Rockhurst University last month found itself on one of those federal lists no school wants to be on.
One that marks it as having been under close watch by the U.S. Department of Education for financial reasons.
The university said last week that it has since met its financial obligations and won’t appear on the list when the federal agency updates it. But there are penalties for having hit the list in the first place.
The Heightened Cash Monitoring list is the latest way the Education Department is opening its books to give tuition-paying students and parents a better look at what their money is buying and how it’s being used.
The list revealed the names of about 500 colleges and universities the department has placed under financial scrutiny.
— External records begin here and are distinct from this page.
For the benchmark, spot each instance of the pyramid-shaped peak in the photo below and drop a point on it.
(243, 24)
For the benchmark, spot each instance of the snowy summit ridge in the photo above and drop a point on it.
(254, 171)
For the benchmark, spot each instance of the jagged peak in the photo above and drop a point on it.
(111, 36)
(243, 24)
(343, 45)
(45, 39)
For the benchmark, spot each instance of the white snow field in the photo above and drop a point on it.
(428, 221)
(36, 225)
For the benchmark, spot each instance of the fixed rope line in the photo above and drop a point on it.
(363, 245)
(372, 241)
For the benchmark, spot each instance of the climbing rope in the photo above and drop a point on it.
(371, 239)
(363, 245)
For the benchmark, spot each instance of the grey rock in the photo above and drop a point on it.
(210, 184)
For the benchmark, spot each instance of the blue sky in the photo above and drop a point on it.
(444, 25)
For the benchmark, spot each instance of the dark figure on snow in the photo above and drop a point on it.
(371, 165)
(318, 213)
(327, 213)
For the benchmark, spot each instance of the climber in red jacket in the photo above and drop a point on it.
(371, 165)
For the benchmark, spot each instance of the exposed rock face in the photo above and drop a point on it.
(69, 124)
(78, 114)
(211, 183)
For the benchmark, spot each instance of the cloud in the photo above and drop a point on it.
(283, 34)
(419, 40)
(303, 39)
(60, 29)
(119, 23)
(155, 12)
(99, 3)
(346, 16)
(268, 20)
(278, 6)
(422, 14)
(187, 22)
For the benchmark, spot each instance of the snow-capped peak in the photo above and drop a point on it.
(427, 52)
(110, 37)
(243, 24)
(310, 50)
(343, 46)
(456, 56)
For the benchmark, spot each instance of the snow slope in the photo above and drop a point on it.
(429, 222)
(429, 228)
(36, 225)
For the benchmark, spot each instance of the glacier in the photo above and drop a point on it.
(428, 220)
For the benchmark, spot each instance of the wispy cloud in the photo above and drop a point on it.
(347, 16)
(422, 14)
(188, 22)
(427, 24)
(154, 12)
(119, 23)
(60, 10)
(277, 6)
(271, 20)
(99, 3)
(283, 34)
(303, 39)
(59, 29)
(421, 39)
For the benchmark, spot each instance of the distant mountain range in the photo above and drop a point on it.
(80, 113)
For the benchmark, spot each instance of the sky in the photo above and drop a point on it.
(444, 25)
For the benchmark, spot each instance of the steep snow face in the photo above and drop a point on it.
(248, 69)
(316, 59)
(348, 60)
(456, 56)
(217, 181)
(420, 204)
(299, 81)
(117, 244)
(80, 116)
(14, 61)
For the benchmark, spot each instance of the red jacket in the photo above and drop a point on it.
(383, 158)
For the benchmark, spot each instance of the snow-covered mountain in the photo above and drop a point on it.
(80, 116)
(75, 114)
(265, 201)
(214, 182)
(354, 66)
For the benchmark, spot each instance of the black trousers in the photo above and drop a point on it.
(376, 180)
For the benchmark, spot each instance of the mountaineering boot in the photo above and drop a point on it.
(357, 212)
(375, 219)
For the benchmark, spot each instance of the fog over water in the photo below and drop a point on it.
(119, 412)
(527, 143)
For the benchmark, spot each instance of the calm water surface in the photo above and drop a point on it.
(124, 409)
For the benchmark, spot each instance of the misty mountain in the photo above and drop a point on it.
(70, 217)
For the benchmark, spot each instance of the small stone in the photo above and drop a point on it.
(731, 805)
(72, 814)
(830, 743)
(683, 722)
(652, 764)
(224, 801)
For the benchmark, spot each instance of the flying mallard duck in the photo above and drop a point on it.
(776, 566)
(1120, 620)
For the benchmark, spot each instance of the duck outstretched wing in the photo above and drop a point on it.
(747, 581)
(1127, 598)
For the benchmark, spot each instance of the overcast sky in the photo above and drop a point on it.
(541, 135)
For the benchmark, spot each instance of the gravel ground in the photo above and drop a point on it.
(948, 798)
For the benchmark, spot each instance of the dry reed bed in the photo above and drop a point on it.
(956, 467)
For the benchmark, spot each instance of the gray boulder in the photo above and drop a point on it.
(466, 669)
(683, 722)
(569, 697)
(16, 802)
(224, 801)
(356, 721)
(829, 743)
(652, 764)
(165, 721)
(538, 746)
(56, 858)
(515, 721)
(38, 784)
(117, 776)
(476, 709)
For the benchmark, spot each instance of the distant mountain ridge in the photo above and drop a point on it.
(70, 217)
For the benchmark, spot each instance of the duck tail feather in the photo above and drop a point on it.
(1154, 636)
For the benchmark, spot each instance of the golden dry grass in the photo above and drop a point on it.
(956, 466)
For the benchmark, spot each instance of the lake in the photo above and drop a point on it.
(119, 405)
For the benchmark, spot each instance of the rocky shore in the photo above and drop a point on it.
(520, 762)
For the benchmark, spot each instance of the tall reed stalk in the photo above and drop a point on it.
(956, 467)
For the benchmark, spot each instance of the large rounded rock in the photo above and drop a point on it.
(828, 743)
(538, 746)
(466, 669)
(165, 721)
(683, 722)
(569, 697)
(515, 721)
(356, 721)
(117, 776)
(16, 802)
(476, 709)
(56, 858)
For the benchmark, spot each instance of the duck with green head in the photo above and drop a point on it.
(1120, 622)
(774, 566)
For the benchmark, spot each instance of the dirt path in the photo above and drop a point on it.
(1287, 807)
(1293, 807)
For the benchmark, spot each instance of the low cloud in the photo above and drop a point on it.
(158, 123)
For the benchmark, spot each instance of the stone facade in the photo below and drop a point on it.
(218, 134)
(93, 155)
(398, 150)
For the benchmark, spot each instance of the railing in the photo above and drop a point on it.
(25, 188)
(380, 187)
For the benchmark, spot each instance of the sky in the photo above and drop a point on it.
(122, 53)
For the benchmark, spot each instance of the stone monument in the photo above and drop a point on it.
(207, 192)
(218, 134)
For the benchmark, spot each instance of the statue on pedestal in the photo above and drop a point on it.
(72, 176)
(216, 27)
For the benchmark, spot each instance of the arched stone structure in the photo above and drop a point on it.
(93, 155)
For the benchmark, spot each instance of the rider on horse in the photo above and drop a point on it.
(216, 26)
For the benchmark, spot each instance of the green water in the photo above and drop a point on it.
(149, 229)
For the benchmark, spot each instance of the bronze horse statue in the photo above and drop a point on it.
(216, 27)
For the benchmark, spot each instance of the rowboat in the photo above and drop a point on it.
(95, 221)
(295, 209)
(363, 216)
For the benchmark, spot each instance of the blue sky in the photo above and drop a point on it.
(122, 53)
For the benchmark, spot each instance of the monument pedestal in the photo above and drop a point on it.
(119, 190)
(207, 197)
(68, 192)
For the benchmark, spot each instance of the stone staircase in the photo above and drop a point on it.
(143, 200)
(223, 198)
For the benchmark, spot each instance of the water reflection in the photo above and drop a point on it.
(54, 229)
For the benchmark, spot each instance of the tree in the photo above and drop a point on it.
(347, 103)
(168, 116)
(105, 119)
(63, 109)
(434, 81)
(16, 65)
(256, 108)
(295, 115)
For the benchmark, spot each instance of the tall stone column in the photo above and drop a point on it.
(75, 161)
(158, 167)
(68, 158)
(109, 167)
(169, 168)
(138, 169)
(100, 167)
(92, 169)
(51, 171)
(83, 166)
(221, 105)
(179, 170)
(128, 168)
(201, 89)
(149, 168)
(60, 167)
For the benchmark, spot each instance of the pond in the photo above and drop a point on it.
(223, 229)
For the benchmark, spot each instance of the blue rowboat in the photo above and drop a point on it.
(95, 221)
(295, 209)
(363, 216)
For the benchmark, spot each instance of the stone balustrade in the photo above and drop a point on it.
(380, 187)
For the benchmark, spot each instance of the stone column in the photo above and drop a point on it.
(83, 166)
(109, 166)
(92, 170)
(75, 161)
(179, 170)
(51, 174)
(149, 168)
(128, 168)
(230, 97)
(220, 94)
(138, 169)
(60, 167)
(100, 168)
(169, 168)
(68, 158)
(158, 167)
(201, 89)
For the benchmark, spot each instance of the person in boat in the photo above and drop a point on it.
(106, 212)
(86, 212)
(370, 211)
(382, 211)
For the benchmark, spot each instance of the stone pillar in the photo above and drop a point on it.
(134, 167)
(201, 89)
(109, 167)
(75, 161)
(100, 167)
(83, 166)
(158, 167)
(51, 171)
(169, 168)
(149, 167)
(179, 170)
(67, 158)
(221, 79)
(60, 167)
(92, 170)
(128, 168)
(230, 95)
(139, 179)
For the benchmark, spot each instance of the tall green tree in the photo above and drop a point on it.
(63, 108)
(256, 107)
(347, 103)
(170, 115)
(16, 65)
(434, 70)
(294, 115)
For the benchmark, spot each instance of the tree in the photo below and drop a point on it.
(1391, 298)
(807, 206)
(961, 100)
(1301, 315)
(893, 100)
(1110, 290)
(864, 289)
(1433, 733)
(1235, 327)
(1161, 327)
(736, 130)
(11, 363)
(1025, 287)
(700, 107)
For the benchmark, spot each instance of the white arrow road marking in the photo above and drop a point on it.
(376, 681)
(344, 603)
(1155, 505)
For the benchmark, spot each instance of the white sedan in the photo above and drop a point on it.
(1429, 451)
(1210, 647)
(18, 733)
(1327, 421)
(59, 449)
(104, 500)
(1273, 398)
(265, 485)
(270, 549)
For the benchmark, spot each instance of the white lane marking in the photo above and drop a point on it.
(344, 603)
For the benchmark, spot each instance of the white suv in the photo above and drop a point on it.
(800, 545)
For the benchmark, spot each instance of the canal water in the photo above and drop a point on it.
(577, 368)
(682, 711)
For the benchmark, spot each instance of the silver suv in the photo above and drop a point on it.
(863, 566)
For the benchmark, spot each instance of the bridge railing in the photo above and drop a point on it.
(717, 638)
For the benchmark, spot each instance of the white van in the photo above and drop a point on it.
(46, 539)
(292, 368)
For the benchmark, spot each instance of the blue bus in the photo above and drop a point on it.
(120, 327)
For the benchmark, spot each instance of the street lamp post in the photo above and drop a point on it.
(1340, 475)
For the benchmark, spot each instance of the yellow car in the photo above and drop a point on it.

Agency officials are watching the schools to ensure they are using federal student aid in a way that is accountable to students and taxpayers.
Most of the schools are private for-profit institutions, but the list also includes some public schools and 103 private nonprofits. None of the area’s large public schools is on the list.
Undersecretary of Education Ted Mitchell said in a blog post last week that a school could land on the monitoring list for late financial statements, outstanding liabilities, accreditation issues or concerns about its financial responsibility. The last landed Rockhurst on the list.
As scored by the department, a mark of 1.5 to 3 indicates an institution is financially responsible. Schools with scores greater than or equal to 1 but less than 1.5 are considered financially responsible but require additional oversight. Scores below 1 open a school to serious penalties.
Rockhurst, which sets tuition at more than $32,000 a year for undergraduates, in fiscal 2011-2012 had a score of 1, meaning it required more federal oversight.
Rockhurst said the problem was caused by a slower revenue stream that year, in part because of a smaller freshman class.
“During the last three years the market has improved, and we also have brought in freshman classes above or near 400,” said Katherine Frohoff, university spokeswoman.
The school’s 2014 score is better than 2, she said.
Healthy schools can draw from federal funds on an honor system to pay out student financial aid awards. Rockhurst, as a penalty, had to pay those awards from its own coffers and then be reimbursed by the federal agency.